In quell’attimo di breve silenzio, riflettei sulle parole di Vlad.
Guardai Alexander.
― Hai presente il sogno di cui ti ho raccontato? ― Gli domandai.
Il suo volto si illuminò ― Sembrerebbe che tu abbia sognato un ricordo ― Ripeté la medesima frase e Vlad chiese di poterne sapere di più. Così gli spiegai quello strano sogno e le sensazioni che provai in quelle rovine di oggi.
― Non sapendo quali sono le tue vere origini, è abbastanza probabile che tu provenga dal nostro stesso mondo.

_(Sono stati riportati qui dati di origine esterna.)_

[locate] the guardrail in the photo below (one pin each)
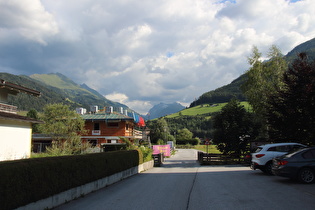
(158, 159)
(216, 159)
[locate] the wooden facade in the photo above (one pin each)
(108, 128)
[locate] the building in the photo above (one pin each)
(15, 130)
(107, 129)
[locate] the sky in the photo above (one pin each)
(141, 53)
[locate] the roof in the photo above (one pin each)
(106, 116)
(11, 116)
(18, 88)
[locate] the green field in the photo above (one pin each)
(205, 109)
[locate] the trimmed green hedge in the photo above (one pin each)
(29, 180)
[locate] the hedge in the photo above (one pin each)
(29, 180)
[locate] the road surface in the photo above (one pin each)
(181, 183)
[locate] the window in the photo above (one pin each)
(96, 126)
(93, 142)
(112, 124)
(310, 154)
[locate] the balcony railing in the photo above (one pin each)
(96, 132)
(8, 108)
(137, 134)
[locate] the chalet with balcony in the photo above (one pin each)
(107, 128)
(15, 130)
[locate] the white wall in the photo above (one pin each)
(15, 139)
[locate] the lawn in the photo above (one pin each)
(205, 109)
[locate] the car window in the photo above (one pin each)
(272, 149)
(310, 154)
(258, 149)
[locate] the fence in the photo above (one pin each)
(216, 159)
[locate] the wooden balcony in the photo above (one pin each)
(8, 108)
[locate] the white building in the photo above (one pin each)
(15, 130)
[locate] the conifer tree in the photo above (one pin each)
(291, 110)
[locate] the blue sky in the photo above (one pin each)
(141, 53)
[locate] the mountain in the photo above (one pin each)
(162, 109)
(232, 90)
(55, 88)
(222, 94)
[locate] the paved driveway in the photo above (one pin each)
(183, 184)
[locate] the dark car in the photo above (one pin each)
(298, 165)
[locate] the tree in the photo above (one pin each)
(184, 135)
(291, 110)
(65, 127)
(230, 125)
(263, 80)
(33, 114)
(159, 131)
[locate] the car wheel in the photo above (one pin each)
(306, 175)
(268, 168)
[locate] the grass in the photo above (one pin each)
(205, 109)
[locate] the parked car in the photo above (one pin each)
(262, 157)
(298, 165)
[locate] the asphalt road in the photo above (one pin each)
(181, 183)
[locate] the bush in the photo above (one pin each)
(29, 180)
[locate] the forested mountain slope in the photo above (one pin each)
(232, 90)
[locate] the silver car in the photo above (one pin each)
(262, 157)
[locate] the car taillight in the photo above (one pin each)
(259, 155)
(282, 162)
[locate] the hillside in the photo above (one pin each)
(232, 90)
(55, 88)
(162, 109)
(206, 110)
(222, 94)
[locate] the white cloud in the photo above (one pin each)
(145, 52)
(28, 18)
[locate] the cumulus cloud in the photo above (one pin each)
(27, 18)
(145, 52)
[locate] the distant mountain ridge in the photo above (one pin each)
(55, 88)
(232, 90)
(162, 109)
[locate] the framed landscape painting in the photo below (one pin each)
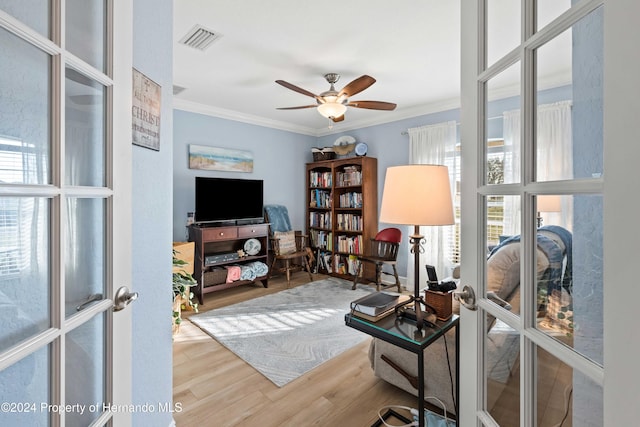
(219, 159)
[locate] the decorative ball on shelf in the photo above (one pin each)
(344, 145)
(252, 247)
(361, 149)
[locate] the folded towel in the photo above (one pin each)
(233, 273)
(259, 268)
(247, 273)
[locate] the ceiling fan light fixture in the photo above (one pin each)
(332, 109)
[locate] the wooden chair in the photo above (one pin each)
(382, 250)
(288, 247)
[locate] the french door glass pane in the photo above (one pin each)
(503, 127)
(502, 372)
(85, 254)
(85, 364)
(25, 387)
(34, 13)
(24, 268)
(564, 396)
(25, 74)
(503, 250)
(85, 131)
(548, 10)
(503, 28)
(86, 31)
(569, 141)
(570, 290)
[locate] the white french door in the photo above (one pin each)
(65, 226)
(559, 356)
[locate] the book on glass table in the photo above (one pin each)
(377, 303)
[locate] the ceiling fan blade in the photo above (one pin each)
(357, 86)
(373, 105)
(296, 88)
(297, 108)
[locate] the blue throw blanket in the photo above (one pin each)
(554, 254)
(252, 270)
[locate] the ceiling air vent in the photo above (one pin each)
(199, 38)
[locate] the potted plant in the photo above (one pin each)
(182, 295)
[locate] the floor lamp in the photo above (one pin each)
(417, 195)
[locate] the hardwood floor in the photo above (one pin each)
(217, 388)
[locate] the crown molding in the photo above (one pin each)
(388, 117)
(194, 107)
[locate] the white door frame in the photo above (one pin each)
(620, 376)
(117, 194)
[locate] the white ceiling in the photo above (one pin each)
(412, 49)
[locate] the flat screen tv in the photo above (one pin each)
(224, 200)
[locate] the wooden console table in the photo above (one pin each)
(217, 247)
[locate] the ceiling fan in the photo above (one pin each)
(333, 104)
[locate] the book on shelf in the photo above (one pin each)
(376, 303)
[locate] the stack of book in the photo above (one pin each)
(377, 305)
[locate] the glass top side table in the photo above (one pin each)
(404, 333)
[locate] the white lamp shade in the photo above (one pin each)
(417, 195)
(332, 109)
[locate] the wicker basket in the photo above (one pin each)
(215, 276)
(442, 302)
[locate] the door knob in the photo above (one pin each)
(467, 298)
(123, 298)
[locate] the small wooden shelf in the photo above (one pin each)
(220, 241)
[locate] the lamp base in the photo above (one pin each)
(422, 316)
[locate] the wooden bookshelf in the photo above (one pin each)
(342, 212)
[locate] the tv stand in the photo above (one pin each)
(216, 241)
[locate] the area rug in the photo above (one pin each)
(289, 333)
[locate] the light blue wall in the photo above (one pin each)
(152, 219)
(280, 156)
(390, 146)
(279, 160)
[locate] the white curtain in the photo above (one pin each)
(554, 151)
(511, 135)
(431, 145)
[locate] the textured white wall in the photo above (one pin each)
(152, 219)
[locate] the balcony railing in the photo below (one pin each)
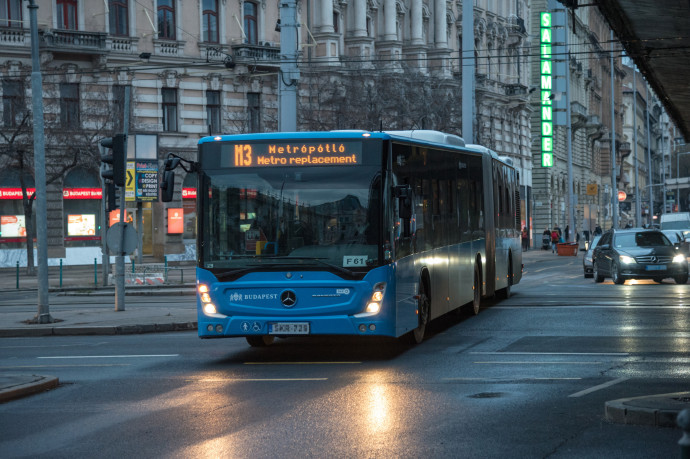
(72, 40)
(263, 55)
(13, 36)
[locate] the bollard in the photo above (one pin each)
(683, 421)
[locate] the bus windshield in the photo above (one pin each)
(326, 218)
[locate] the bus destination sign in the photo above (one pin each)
(295, 154)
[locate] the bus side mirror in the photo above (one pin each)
(167, 186)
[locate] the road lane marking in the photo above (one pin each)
(302, 363)
(620, 354)
(599, 387)
(508, 380)
(66, 366)
(107, 356)
(257, 379)
(538, 363)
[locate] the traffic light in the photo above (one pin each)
(117, 156)
(112, 196)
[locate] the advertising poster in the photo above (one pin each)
(175, 220)
(81, 225)
(12, 226)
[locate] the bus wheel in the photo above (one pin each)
(260, 340)
(477, 292)
(504, 293)
(423, 312)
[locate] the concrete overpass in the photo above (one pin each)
(656, 35)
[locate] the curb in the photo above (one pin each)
(95, 330)
(645, 410)
(42, 383)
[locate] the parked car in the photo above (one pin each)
(636, 253)
(587, 263)
(679, 237)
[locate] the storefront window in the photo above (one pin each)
(81, 196)
(189, 206)
(12, 219)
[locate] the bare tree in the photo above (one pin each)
(67, 146)
(347, 98)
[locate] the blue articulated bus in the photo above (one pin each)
(349, 232)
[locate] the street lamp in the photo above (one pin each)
(678, 176)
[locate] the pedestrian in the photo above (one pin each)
(554, 239)
(525, 239)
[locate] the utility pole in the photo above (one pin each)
(288, 75)
(467, 65)
(43, 316)
(614, 183)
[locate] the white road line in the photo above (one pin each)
(596, 388)
(107, 356)
(537, 363)
(302, 363)
(258, 379)
(620, 354)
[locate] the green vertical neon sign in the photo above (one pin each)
(546, 72)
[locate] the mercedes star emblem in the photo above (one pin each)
(288, 298)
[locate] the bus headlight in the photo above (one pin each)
(373, 308)
(626, 259)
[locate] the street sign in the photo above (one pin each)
(116, 244)
(147, 180)
(130, 178)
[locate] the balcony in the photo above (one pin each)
(264, 55)
(14, 37)
(58, 40)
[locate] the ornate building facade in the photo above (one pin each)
(212, 66)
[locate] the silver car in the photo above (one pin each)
(587, 262)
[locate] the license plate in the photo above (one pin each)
(289, 328)
(656, 267)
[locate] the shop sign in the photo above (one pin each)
(546, 66)
(175, 220)
(15, 193)
(147, 180)
(188, 193)
(81, 225)
(82, 193)
(12, 226)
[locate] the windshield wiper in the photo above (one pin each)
(340, 269)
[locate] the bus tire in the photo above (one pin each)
(476, 291)
(423, 314)
(260, 340)
(504, 293)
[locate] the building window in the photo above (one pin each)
(10, 13)
(250, 22)
(67, 14)
(169, 109)
(166, 19)
(69, 104)
(12, 102)
(213, 111)
(210, 17)
(118, 107)
(119, 24)
(254, 109)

Probabilmente non sai di avere la magia perché repressa da qualche parte dentro di te ― Disse Vlad. Poi guardò Alexander, infine me. ― Vorresti conoscere la verità? ―
― Non lo so. Non saprei nemmeno da dove partire ― Risposi.
Alexander comprese i pensieri di Vlad in quel momento.
― Possiamo aiutarti noi, se lo vorrai. Puoi anche rifletterci sopra, non serve che ci dai subito una risposta ―
 
Dopo aver salutato Vlad, Alexander mi accompagnò verso un apposito luogo dove poter aprire un portale. Durante il tragitto, eravamo abbastanza silenziosi. Nella mia testa c’era una tale confusione. Così tanti dubbi, così tanta curiosità di sapere e di scoprire. Ma anche tanti timori e paure. Non sapevo cosa potesse aspettarmi in questo mondo che non conoscevo ancora, ma che allo stesso tempo mi era così familiare.
Arrivati, Alexander prese le chiavi e con un tocco di magia aprì il portale. Mi disse che mi avrebbe condotto all’università ― Vuoi che ti accompagni verso casa? ―.
― Non ti preoccupare, posso andare da sola. Direi che ormai non mi fa paura niente ― Dissi scherzando. Lui fece un piccolo accenno di risata.
Ci guardammo. Stava iniziando un silenzio quasi imbarazzante.
― Allora vado ―
Feci per girarmi verso la via d’uscita da Spring Hills, ma Alexander mi fermò. Esitò.
― No, nulla. Scusa. Ci vediamo domani, ricordati che c’è ancora lezione e che io sono ancora il tuo professore ―.
Lo guardai, scoppiai a ridere. Poi andai verso casa. A malapena riuscii a cenare e a parlare con le mie coinquiline, tanto che mi coricai presto a letto, sebbene non riuscissi a prendere sonno.